【ザル勘定で糊口をしのぐ】
前作『わたし出すわ』が大コケしたあと森田芳光が名誉を挽回すべく撮った小市民的な味わいのある時代劇。主演の堺雅人がすごい大根ぶりで失笑の連続!
これが前作『わたし出すわ』よりかはまだマシだと考える人が割と多いようだが、私としては森田芳光の映画的イマジネーションの限界のようにも思えて不憫で仕方がなかった作品である。技巧がとにかくあざとい上にクサイ。(笑)
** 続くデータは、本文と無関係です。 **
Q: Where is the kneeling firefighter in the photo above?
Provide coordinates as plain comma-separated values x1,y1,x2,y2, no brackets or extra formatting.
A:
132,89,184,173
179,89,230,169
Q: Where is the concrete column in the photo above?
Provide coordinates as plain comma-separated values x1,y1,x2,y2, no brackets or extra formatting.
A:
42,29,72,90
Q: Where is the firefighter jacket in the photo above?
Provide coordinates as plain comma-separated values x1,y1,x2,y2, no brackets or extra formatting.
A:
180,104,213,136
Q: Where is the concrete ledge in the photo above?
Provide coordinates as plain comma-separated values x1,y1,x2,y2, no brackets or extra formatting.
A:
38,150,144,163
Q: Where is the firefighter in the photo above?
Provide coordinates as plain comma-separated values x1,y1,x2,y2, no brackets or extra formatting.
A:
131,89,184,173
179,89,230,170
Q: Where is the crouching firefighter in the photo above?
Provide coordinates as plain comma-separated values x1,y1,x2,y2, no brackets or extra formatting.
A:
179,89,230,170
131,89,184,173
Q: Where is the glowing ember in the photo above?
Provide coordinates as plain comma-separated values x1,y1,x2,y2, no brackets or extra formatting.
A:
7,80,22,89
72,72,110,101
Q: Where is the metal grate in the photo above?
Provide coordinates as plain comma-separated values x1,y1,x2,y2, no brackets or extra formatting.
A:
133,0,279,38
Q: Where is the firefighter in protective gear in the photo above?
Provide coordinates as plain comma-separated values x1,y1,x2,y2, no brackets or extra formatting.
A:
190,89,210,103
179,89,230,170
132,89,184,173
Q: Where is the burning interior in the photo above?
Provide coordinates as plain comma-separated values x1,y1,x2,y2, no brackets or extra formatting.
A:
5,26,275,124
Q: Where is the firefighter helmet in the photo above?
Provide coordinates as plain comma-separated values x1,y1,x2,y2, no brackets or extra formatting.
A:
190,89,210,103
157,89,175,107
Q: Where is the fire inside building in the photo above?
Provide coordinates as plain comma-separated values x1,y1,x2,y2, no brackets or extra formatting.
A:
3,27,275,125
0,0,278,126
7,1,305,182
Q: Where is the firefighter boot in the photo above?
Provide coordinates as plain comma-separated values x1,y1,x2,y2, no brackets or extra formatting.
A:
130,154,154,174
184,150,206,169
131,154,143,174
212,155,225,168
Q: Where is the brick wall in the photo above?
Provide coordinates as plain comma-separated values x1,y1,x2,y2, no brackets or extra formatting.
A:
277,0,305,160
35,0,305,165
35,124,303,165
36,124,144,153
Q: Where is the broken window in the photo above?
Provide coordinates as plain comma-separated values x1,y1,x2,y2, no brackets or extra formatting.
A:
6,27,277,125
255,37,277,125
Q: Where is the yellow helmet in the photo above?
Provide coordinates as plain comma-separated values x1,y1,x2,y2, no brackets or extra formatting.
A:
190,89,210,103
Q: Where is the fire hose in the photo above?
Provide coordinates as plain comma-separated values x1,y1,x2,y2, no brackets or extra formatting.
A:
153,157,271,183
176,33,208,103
森田芳光は99年に『黒い家』と『39/形法第三十九条』で復活したと思ったらまたしても『模倣犯』でずっこけ、その後でなぜか『阿修羅のごとく』『海猫』『サウスバウンド』とビミョーなラインで突っ走っていくんだがなぜか嫌いになれない飄々とした魅力もあり日本のコーエン兄弟とも言えるカルト的な映画作家なんだと思う。
こんな中途半端な題材の時代劇を撮るよりも『間宮兄弟』や『の・ようなもの』みたいなダラダラ風景ばかり撮ってるシュール・コメディの方が森田監督の体質には合ってる気がする。全くもって時間の無駄というもの。こんな映画を劇場まで観に行った私がアホだった、トホホ〜!!